Edip Cansever’in Kapalı Çarşı'da bir antikacı dükkanı olduğunu ve bu dükkanın üstündeki asma katta efsaneleşen bir çalışma odası olduğunu ve son 20 yıl boyunca o olağanüstü şiirleri bu odada kalem aldığı söylenir. Bu konuda ne düşünüyorsunuz?

Edip Cansever'in Kapalıçarşı'da bir antikacı, kuyumcu dükkanı vardı. Hem işyerinde bulunur, hem de yukarı kattaki çalışma odasında şiirlerini tasarlardı. Edip Cansever’in şiirlerinden ve yaptığı söyleşilerden çalıştığı asma kattaki odasının karanlık olduğunu, küçük bir delikten sızan az güneş ışığıyla çalıştığını biliyoruz. Ve bardağına damlayan güneş ışığıyla süslenmiş votka yudumuyla gün boyu durduğunu, akşamları da Beyoğlu'da Edebiyatçılar Derneği Lokalinde günü tamamladığını biliyoruz.

‘EŞİ YOK BENCE’

Geriye dönüp baktığınızda uzun soluklu şiir yolculuğunuzda Edip Cansever size ne ifade ediyor?
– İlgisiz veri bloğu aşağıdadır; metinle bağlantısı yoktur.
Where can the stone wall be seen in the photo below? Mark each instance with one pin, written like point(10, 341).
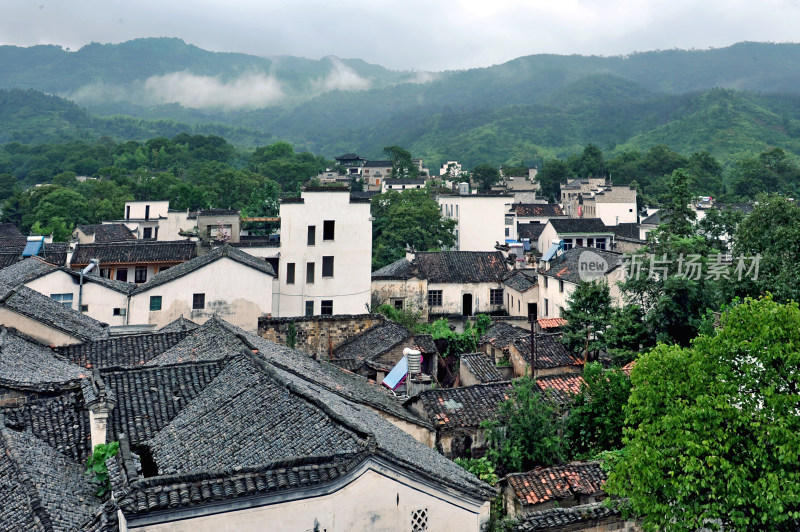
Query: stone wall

Edip Cansever bende incelik ve zarafet duyguları bıraktı. Biraz gururlu gibi görünse de herkesi incelikle izleyen ve rahatsız etmekten kaçan yanını hatırlıyorum. Edip Cansever Türk Şiirinin gelmiş geçmiş en önemli taşlarından biridir. Belki de Edip Cansever Türk şiir ağacında bir anıttır. Eşi yok bence.